Applying this advice to Nutri-Grain Strawberry Cereal Bars, which bear the "made with real fruit" claim, you find that the filling's first two ingredients (high-fructose corn syrup and corn syrup) are equivalent to sugar. Then comes "strawberry puree concentrate"—that's where the fruit comes in—followed by glycerin, more sugar, water, and so on. In fact, when it comes to dietary exchanges (a system used by diabetics and others looking to control their intake of certain food groups or calories), the label says one bar provides 1½ carbohydrate exchanges and ½ fat exchange but no fruit exchange, which means it isn't equivalent to even a half serving. If your goal is to eat more fruit, you're better off with the real thing, says Greaves.
4. Food "made with whole grains." In its recent report "Food Labeling Chaos," the Center for Science in the Public Interest called on the FDA to require products making this claim to "disclose what percentage of total grains are whole." Right now, foods can bear a Whole Grains Council "stamp" on the packaging if they have at least half a serving of whole grains (three full servings per day are recommended), but companies are not permitted to indicate what percent of the grains in most foods are whole. Why? Cynthia Harriman, director of food and nutrition strategies at the Whole Grains Council, says in an E-mail that for most foods, the FDA only permits the packages to cite components as a percent of the total weight of all ingredients. So, Harriman says, a loaf of bread made with half whole grains and half refined grains wouldn't be allowed to say it was "50 percent whole grain"; that claim would be possible only if 50 percent of the total weight of the bread were whole grains. One exception: If all the grains in a given food are whole, the packages can bear a "100% Whole Grain" stamp. Less than that, and it becomes tough to decipher; the Whole Grains Council has its own suggestions, including looking for the word whole in the ingredient list and learning which ingredients (like enriched flour) never connote whole grains.
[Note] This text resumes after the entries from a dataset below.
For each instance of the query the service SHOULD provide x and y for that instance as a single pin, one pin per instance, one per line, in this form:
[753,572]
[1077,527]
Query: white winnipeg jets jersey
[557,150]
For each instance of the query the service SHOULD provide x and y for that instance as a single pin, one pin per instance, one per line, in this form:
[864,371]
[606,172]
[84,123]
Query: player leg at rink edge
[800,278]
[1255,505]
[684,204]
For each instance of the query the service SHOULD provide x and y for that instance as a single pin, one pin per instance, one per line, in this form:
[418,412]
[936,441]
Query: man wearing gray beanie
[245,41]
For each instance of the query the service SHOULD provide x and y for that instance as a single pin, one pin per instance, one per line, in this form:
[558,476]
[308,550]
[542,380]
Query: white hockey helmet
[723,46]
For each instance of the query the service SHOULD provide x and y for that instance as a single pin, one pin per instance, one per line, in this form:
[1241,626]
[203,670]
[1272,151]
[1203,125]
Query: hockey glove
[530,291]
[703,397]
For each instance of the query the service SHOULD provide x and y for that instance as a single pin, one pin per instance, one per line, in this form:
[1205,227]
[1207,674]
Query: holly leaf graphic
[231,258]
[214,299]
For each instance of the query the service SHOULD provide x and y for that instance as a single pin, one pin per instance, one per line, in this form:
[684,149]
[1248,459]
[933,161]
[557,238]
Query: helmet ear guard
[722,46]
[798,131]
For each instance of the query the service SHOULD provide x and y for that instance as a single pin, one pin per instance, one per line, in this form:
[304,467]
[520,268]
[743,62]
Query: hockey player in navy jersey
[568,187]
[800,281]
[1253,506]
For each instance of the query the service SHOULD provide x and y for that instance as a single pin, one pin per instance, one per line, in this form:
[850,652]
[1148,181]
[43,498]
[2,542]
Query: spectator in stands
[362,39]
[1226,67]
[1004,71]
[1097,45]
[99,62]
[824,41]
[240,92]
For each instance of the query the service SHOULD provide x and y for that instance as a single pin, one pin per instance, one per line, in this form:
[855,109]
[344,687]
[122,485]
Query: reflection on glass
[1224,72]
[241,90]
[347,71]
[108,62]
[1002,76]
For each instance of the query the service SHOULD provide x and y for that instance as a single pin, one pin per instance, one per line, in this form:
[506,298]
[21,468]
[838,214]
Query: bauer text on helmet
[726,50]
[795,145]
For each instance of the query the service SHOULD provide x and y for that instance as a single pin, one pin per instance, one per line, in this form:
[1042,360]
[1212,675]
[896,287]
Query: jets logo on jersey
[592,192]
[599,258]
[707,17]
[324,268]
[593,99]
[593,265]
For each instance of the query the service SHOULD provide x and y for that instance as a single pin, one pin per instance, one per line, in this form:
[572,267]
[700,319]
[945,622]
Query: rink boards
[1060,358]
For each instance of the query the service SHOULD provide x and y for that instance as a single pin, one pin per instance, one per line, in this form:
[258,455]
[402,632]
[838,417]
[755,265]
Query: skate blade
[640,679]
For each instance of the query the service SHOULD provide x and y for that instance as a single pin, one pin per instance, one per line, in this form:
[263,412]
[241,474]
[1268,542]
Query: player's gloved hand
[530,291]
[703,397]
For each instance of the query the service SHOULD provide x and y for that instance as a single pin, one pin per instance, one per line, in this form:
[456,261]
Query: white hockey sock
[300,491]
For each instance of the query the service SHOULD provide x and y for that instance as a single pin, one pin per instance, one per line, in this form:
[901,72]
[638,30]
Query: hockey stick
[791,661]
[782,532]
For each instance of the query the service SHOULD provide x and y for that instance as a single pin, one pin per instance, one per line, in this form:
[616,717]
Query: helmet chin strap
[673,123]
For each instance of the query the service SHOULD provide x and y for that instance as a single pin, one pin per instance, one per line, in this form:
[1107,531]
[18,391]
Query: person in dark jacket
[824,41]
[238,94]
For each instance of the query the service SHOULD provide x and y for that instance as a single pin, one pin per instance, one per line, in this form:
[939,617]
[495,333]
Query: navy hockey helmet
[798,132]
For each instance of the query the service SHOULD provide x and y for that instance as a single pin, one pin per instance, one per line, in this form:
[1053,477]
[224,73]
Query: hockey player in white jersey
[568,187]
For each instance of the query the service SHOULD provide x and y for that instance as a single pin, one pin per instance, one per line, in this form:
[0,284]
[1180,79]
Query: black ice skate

And as a general rule, if you're really trying to eat more healthfully, focus on the overall health profile of a food rather than a specific claim or ingredient. That means examining the nutrition and ingredient labels to see if a food really has the qualities you're looking for—or the ones you aren't.
5. Products claiming they're "natural." The CSPI's recent food labeling report wants the FDA to crack down on this claim and to prohibit the term's use in foods made with high-fructose corn syrup or artificial ingredients. Here's an easy rule of thumb: Ignore the claim entirely. "Natural" is virtually meaningless; not everything made in a lab is harmful, not everything that pops up in the natural world is beneficial (E. coli is perfectly natural, after all), and distinguishing between the two is often an exercise in splitting hairs rather than a way of determining what you really want to know: How healthful is this food?